Any file ending with `.md` is a Markdown file -- a text file with optional [Markdown formatting](https://daringfireball.net/projects/markdown/syntax). On GitHub, the contents of the displayed directory's `README.md` is automatically displayed.

Create a new `README.md` text file and add some text. (We'll try the command-line text editor `nano` this time!)

```bash
nano README.md
```

**Exercise (4 mins.)**

Use the same procedure as before to:

1. Add the new `README.md` file to the staging area.
2. Verify the file is in the staging area, ready to be committed.
3. Commit the file.
4. Push the commits to GitHub.

Refresh your GitHub web page, and the new `README.md` file should appear. Take a look underneath the directory tree, and its contents will be automatically displayed.

$\blacksquare$

#### Pull from GitHub

On GitHub, click on README.md, then click on the pencil to edit the file. Make a few changes, then scroll to the bottom of the page, add a short message, and click "Commit changes."

Locally, we will need to `fetch` these changes and `merge` them with our local files. To do both of these steps at once, run the `pull` command:

```bash
git pull origin master
```

Use a Terminal command to confirm that your local file has changed.

#### Clone a Repository

Use the Terminal to navigate back to your Desktop and **delete your `hello-world` repository**:

```bash
cd ..
rm -r hello-world
```

Now go to *my* hello world repository on GitHub (https://www.github.com/gsganden/hello-world), click on Clone or Download, and use the URL there to *clone* the repository.

```bash
$ git clone <URL>
```

Git should reply:

```bash
Cloning into 'hello-world'...
remote: Counting objects: 3, done.
remote: Total 3 (delta 0), reused 3 (delta 0), pack-reused 0
Receiving objects: 100% (3/3), done.
Checking connectivity... done.
```

Run `git log` to confirm that you have retrieved not only the files in my working directory, but also my Git history. By contrast, when you *download* a repository you get only its current state.

## How we will use Git and GitHub in this class.

I try to keep your interactions with Git and GitHub simple because I would rather focus on Python and machine learning in this course.

You may download the course materials from GHE rather than cloning them. You should not have to do any additional git commands on them.
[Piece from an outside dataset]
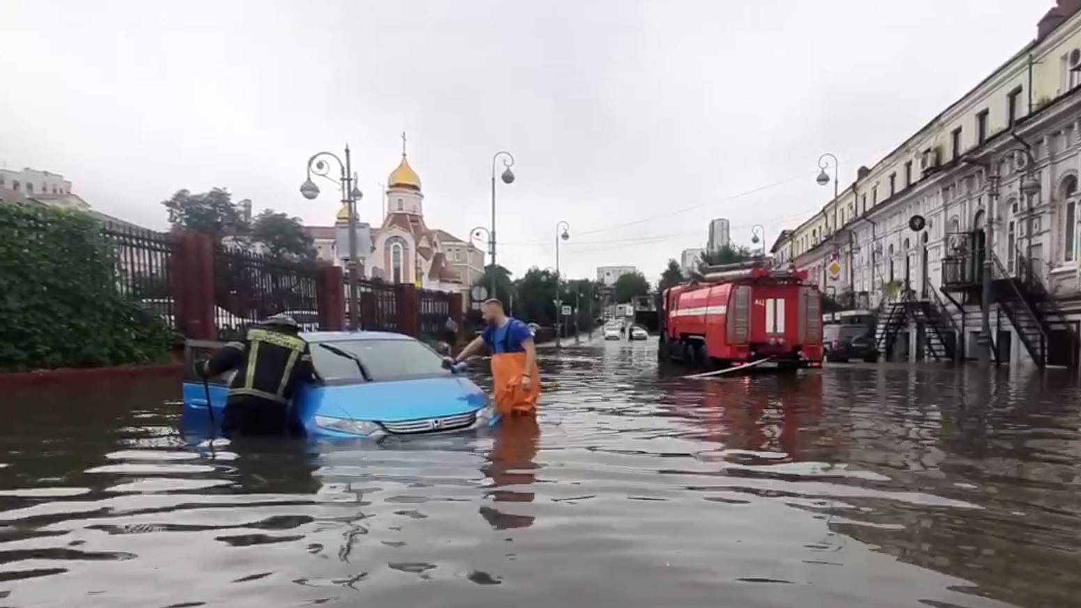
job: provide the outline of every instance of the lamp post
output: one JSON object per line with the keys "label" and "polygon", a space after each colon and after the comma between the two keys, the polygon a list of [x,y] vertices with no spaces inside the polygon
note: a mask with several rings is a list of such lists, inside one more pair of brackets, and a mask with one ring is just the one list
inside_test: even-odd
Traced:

You will need to put your project materials on GitHub, which requires initializing a local Git repository, creating commits, creating a remote GitHub repository, and pushing your commits to that remote repository. I would encourage you to work on using Git as you go along to make snapshots every time you do a significant amount of work, rather than leaving all of the Git commands until the end.

## Lesson Review

- The **working directory** stores the current state of the files in your repository on your hard drive.
- A **git commit** is a record of selected changes in your working directory that have occurred since the previous commit.
- When you are ready to capture some set of changes, you first add them to the **staging area** and then **commit them**.
- You can also **clone** repositories on GitHub and **push** to and **pull** from them.